Implications techniques
Le principal défi réside dans la synchronisation des deux stacks logiciels. Waymo utilise le framework ROS 2 pour la gestion des capteurs, alors que Lyft s’appuie sur une architecture micro‑services en Go et Node.js. L’intégration nécessite un adaptateur qui traduit les messages protobuf de Waymo en JSON consommable par Lyft. De plus, la sécurité des échanges est assurée par TLS 1.3 et une authentification mutuelle basée sur des certificats X.509, afin d’éviter toute injection de commande dans le processus d’affectation.

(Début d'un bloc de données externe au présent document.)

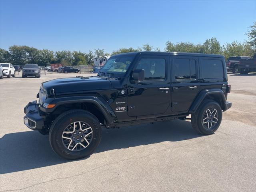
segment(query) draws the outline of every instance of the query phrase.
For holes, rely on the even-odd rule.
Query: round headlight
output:
[[[45,101],[45,100],[46,99],[46,97],[47,97],[47,93],[46,92],[46,90],[44,90],[44,92],[42,94],[42,104],[44,103]]]

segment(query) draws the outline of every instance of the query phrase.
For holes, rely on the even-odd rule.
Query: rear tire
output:
[[[89,140],[85,139],[87,138],[86,135],[85,136],[80,135],[84,133],[83,132],[84,131],[83,130],[82,131],[82,133],[78,132],[79,130],[82,129],[81,126],[82,124],[80,124],[79,127],[81,129],[80,129],[78,127],[78,122],[86,122],[89,126],[88,128],[90,129],[92,133],[91,135],[90,142],[86,147],[82,147],[82,145],[79,144],[86,140],[87,143],[86,142],[85,144],[86,145],[86,143],[89,143]],[[71,128],[71,130],[69,131],[73,131],[73,126],[75,127],[75,129],[74,129],[72,133],[67,134],[67,128]],[[83,127],[84,128],[84,127]],[[75,160],[90,156],[93,153],[100,142],[101,131],[100,122],[94,115],[84,110],[73,110],[60,115],[54,121],[50,128],[49,138],[52,148],[56,154],[63,158]],[[76,132],[75,135],[73,134],[76,134],[74,132]],[[70,135],[68,136],[68,135],[64,134],[70,134]],[[64,136],[66,137],[64,138]],[[68,136],[70,138],[67,140],[66,137]],[[81,140],[76,141],[77,139]],[[67,146],[68,146],[67,147]],[[76,146],[78,147],[78,150],[76,148]],[[78,150],[79,147],[80,148],[80,150]]]
[[[217,130],[222,117],[222,111],[219,104],[213,100],[206,100],[191,115],[191,123],[198,133],[208,135]]]
[[[246,69],[242,69],[240,71],[240,74],[248,74],[249,71]]]
[[[234,68],[232,70],[233,73],[238,73],[239,72],[239,69],[237,66],[235,66],[234,67]]]

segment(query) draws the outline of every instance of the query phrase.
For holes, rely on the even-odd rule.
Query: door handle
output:
[[[188,87],[189,89],[197,89],[197,87],[196,86],[193,86],[192,87],[189,86]]]
[[[167,91],[170,89],[168,87],[166,87],[165,88],[159,88],[158,89],[160,91]]]

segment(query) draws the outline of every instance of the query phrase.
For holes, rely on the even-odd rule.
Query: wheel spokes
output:
[[[214,108],[208,108],[204,112],[202,118],[202,123],[206,128],[211,129],[217,123],[218,120],[217,110]]]
[[[62,135],[62,143],[69,150],[80,151],[90,144],[93,134],[92,129],[87,123],[80,121],[74,122],[64,130]]]

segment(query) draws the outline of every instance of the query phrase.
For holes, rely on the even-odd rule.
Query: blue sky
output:
[[[243,42],[256,20],[256,1],[0,0],[0,47],[111,52],[168,40]]]

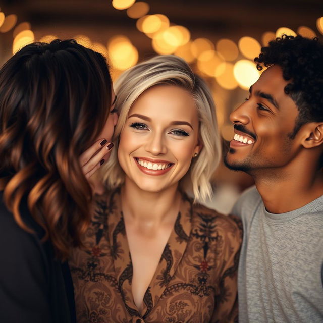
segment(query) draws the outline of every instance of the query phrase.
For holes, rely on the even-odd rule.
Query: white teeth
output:
[[[171,164],[157,164],[155,163],[150,163],[149,162],[147,163],[147,162],[144,162],[139,159],[137,159],[137,161],[139,165],[141,165],[145,168],[147,168],[148,170],[153,170],[154,171],[165,170],[171,166]]]
[[[238,134],[235,134],[233,139],[236,141],[239,141],[240,142],[243,142],[243,143],[247,143],[251,145],[253,143],[253,141],[251,139],[248,139],[247,137],[244,137],[243,136],[240,136]]]

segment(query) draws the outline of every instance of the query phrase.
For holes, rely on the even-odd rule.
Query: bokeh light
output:
[[[316,20],[316,28],[317,30],[323,35],[323,17],[321,17]]]
[[[5,21],[0,27],[1,32],[7,32],[13,28],[17,22],[16,15],[9,15],[5,18]]]
[[[282,37],[284,34],[288,36],[296,36],[296,33],[294,30],[287,27],[281,27],[276,31],[276,37]]]
[[[240,39],[238,43],[239,49],[247,58],[253,60],[258,56],[261,46],[257,40],[252,37],[245,36]]]
[[[15,38],[20,32],[24,30],[29,30],[31,28],[31,26],[29,22],[22,22],[19,24],[14,29],[13,36]]]
[[[275,40],[276,39],[276,35],[272,31],[266,31],[261,36],[261,43],[263,46],[268,46],[268,44],[271,40]]]
[[[34,33],[31,30],[23,30],[14,39],[12,44],[12,53],[15,54],[23,47],[33,42],[35,40]]]
[[[197,38],[192,43],[191,50],[194,56],[198,58],[203,51],[214,50],[214,45],[207,38]]]
[[[260,76],[256,65],[248,60],[240,60],[237,62],[234,65],[233,74],[239,86],[245,90],[248,90]]]
[[[135,1],[136,0],[112,0],[112,5],[116,9],[122,10],[131,7]]]
[[[127,9],[127,14],[131,18],[137,19],[146,15],[150,9],[149,5],[143,1],[135,3]]]
[[[5,14],[3,12],[0,12],[0,27],[3,25],[5,22]]]
[[[40,42],[50,43],[54,39],[57,39],[57,36],[55,35],[46,35],[42,37],[39,40]]]
[[[239,55],[238,47],[230,39],[220,39],[217,43],[217,51],[227,61],[234,61]]]
[[[233,74],[233,64],[231,63],[223,63],[223,72],[216,77],[217,82],[224,89],[233,90],[238,86],[238,82]]]
[[[112,66],[121,71],[133,66],[138,62],[137,48],[124,36],[116,36],[108,42],[109,56]]]

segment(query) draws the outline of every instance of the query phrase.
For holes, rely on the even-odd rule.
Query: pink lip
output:
[[[174,166],[174,164],[173,164],[170,167],[168,167],[168,168],[166,168],[165,170],[148,170],[147,168],[145,168],[145,167],[143,167],[141,165],[139,165],[137,162],[136,158],[145,160],[147,160],[148,162],[152,162],[153,163],[163,163],[164,164],[171,164],[171,163],[168,162],[166,162],[165,160],[157,161],[157,160],[160,160],[160,159],[156,159],[155,160],[153,160],[153,159],[151,159],[149,158],[141,158],[141,157],[134,157],[134,159],[135,160],[135,163],[138,166],[138,168],[140,170],[140,171],[141,171],[141,172],[142,172],[143,173],[144,173],[145,174],[146,174],[148,175],[153,175],[153,176],[163,175],[166,173],[167,173],[167,172],[168,172]]]
[[[159,164],[172,164],[168,160],[163,160],[163,159],[152,159],[150,158],[147,158],[146,157],[135,157],[135,158],[138,159],[142,159],[143,160],[147,160],[150,163],[155,163],[156,164],[157,163],[159,163]]]

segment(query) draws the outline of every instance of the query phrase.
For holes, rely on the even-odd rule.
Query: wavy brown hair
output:
[[[104,57],[73,40],[26,46],[0,70],[0,190],[33,232],[20,212],[26,201],[61,260],[89,222],[79,156],[103,128],[111,86]]]

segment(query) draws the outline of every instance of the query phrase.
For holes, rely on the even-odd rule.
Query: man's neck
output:
[[[308,168],[303,168],[306,169],[276,170],[271,176],[270,171],[254,174],[256,187],[268,212],[293,211],[323,195],[322,170],[311,173]]]

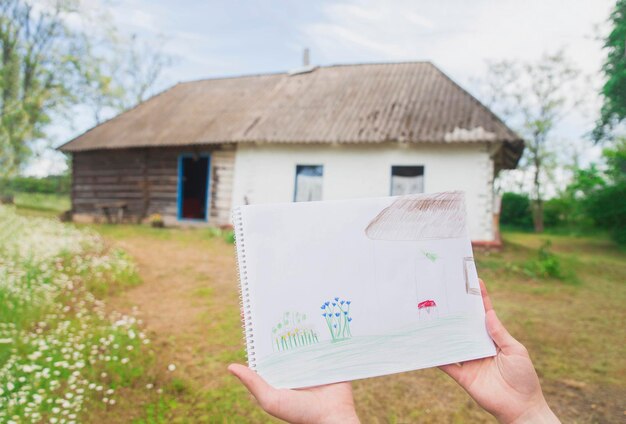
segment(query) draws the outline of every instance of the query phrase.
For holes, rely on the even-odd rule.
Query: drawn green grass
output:
[[[306,314],[285,312],[283,319],[272,328],[272,348],[282,352],[319,343],[317,333],[306,322]]]

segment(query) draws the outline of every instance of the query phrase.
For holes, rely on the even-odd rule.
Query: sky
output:
[[[537,60],[564,49],[590,76],[585,108],[555,130],[569,149],[593,125],[600,102],[604,52],[599,36],[615,1],[609,0],[336,0],[200,1],[83,0],[106,8],[124,31],[145,40],[165,38],[172,56],[154,91],[177,82],[220,76],[281,72],[302,64],[310,49],[313,65],[428,60],[461,86],[477,93],[487,61]],[[93,126],[91,115],[57,121],[58,146]],[[587,145],[585,145],[587,146]],[[582,147],[581,147],[582,149]],[[584,149],[585,161],[599,148]],[[62,155],[46,150],[26,167],[30,175],[65,168]]]

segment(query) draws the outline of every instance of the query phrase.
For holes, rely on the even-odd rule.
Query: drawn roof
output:
[[[429,62],[180,83],[60,150],[246,142],[489,142],[503,145],[503,167],[523,150],[517,134]]]

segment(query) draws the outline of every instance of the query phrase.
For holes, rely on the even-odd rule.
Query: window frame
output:
[[[426,166],[425,165],[391,165],[389,169],[389,195],[390,196],[401,196],[400,194],[393,194],[393,177],[400,176],[394,175],[394,168],[421,168],[422,169],[422,193],[426,193]],[[419,175],[416,175],[419,176]],[[412,193],[419,194],[419,193]]]
[[[319,201],[319,200],[301,200],[301,201],[296,200],[297,197],[298,197],[298,170],[301,169],[301,168],[321,168],[322,169],[322,175],[319,176],[322,179],[322,193],[321,193],[321,196],[320,196],[319,200],[323,200],[323,198],[324,198],[324,164],[322,164],[322,163],[318,163],[318,164],[297,163],[296,164],[295,175],[294,175],[293,199],[292,199],[292,201],[294,203]]]

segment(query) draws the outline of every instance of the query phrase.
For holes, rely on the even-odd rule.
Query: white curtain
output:
[[[296,178],[296,202],[322,200],[322,177],[299,174]]]
[[[400,177],[393,175],[391,177],[391,195],[402,196],[404,194],[416,194],[424,192],[424,176],[417,175],[415,177]]]

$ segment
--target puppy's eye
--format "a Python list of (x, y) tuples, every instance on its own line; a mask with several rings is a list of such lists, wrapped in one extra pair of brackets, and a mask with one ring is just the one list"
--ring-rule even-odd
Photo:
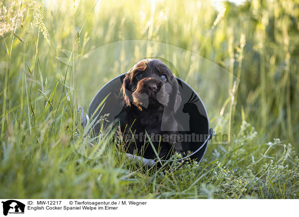
[(141, 73), (138, 74), (136, 75), (136, 76), (135, 76), (135, 78), (136, 78), (136, 79), (137, 80), (140, 80), (142, 78), (142, 75)]
[(166, 81), (166, 76), (165, 76), (165, 75), (162, 75), (161, 76), (161, 78), (163, 81)]

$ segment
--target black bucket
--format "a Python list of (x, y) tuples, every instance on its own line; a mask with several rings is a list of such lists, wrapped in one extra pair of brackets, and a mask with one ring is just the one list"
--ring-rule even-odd
[[(115, 116), (123, 109), (125, 101), (120, 90), (126, 74), (114, 78), (98, 92), (89, 105), (88, 114), (83, 115), (82, 111), (83, 127), (87, 118), (90, 117), (91, 122), (93, 118), (96, 118), (92, 127), (92, 136), (98, 135), (101, 127), (110, 127)], [(177, 77), (176, 79), (182, 102), (174, 118), (178, 123), (178, 132), (184, 152), (189, 152), (188, 155), (178, 160), (190, 158), (199, 163), (206, 151), (208, 140), (212, 138), (214, 132), (210, 128), (208, 113), (198, 95), (183, 80)], [(99, 105), (106, 97), (104, 104), (99, 109)], [(103, 126), (98, 120), (106, 114), (109, 114), (106, 117), (109, 121), (105, 121), (106, 125)], [(150, 164), (154, 162), (150, 162)]]

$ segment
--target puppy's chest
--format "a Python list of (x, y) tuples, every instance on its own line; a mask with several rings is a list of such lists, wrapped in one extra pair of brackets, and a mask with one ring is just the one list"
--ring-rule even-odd
[(148, 133), (159, 131), (161, 129), (162, 113), (160, 112), (140, 112), (134, 113), (129, 117), (129, 122), (134, 123), (133, 127), (137, 131), (147, 130)]

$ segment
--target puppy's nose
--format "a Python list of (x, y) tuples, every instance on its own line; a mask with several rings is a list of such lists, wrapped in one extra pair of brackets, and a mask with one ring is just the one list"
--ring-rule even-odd
[(158, 88), (157, 86), (153, 84), (150, 84), (148, 85), (148, 90), (151, 92), (154, 92), (157, 90)]

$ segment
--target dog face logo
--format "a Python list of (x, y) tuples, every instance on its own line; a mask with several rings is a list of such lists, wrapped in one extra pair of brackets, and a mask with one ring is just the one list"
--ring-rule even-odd
[(7, 216), (7, 214), (24, 214), (25, 205), (14, 200), (9, 200), (2, 202), (3, 204), (3, 215)]

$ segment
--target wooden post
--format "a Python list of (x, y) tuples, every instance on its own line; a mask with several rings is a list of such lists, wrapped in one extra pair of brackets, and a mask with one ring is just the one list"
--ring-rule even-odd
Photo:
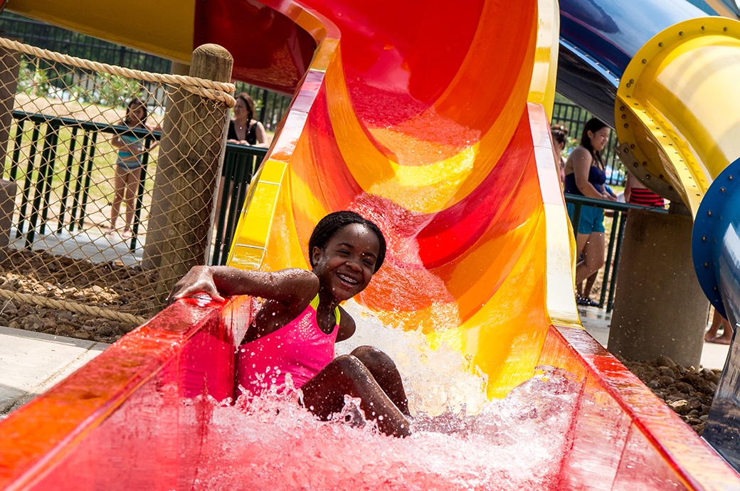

Sur le plan de la donnée, chaque incident génère un enregistrement de 250 KB, incluant les flux vidéo et les logs de capteurs. Ces fichiers sont stockés dans le bucket S3 de AWS, puis analysés par un pipeline Spark qui identifie les patterns de défaillance. Les résultats alimentent le modèle de prédiction de Waymo, réduisant progressivement le taux d’intervention humaine, qui était de 12 % des courses en 2022.
Limites et perspectives
Le modèle dépend fortement de la disponibilité des conducteurs dans les zones urbaines. Dans les régions à faible densité, le temps d’attente peut dépasser cinq minutes, ce qui compromet l’expérience utilisateur. De plus, la législation locale impose souvent une présence humaine à bord, limitant la portée du service autonome à certains États. Enfin, les données publiées par Waymo restent partielles ; le nombre exact d’incidents traités par les conducteurs Lyft n’est pas divulgué, ce qui rend difficile l’évaluation précise de l’impact économique du partenariat.